The role of megalin in AKI, and the transition to CKD
This VA supported research examines the role of megalin in AKI, and the transition to CKD. AKI is a major contributor to morbidity, mortality and higher cost of care. Early on, Dr. Hamad’s lab found that stanniocalcin-1 (a mitochondrial intracrine) overexpression in mice confers resistance to ischemic AKI. Later, Dr. Hamad’s lab found that megalin shuttles hormones (stanniocalcin-1, angiotensin-II and TGF-β) from the cell-surface to the mitochondria and mapped the internalization pathway. Importantly, deletion of megalin specifically in tubular epithelial cells in mice aggravates AKI and accelerates the progression to CKD. Dr. Hamad’s lab is currently examining pathways of injury that are triggered by deletion of megalin.

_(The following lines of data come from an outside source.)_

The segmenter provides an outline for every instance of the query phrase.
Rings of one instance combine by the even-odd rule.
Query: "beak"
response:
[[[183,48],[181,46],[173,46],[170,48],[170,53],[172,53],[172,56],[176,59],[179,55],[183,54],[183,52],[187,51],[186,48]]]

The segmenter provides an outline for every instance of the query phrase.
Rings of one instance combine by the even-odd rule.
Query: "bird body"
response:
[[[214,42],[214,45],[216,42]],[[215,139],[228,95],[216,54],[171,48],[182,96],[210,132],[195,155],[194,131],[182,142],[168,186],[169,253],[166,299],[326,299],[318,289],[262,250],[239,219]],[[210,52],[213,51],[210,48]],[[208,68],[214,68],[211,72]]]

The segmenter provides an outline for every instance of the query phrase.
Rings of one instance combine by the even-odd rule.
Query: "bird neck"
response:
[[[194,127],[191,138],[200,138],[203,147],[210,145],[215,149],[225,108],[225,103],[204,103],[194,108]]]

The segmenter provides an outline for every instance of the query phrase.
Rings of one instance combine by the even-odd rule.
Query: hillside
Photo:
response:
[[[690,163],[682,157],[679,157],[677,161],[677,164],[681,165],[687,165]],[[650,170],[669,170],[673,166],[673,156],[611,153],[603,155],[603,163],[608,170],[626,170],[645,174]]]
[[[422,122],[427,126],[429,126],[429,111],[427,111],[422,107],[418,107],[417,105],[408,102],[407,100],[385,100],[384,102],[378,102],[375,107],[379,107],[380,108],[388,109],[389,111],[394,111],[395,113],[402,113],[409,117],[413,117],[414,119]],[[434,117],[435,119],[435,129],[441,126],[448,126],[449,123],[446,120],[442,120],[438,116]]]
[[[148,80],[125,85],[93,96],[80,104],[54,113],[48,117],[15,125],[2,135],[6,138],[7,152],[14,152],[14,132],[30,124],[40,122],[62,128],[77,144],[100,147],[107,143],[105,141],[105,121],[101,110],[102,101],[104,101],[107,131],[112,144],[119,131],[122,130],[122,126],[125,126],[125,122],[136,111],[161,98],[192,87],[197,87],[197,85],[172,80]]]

Pathways of injury and potential therapeutic targets
Mesoamerican nephropathy is a form of CKD prevalent in agricultural communities in Central America and many other agricultural communities worldwide (India, Sri Lanka, Thailand, Egypt, Argentina, etc.). It affects predominantly young male subjects. This advanced research project is based on observations linking CKD in migrant workers (surveyed in a Houston safety net hospital) with past exposure to agrochemicals and heavy metals. In a mouse model for the disease (repeated injections of the herbicide paraquat), Dr. Hamad’s lab identified pathways of injury and potential therapeutic targets. Future research will focus on those targets.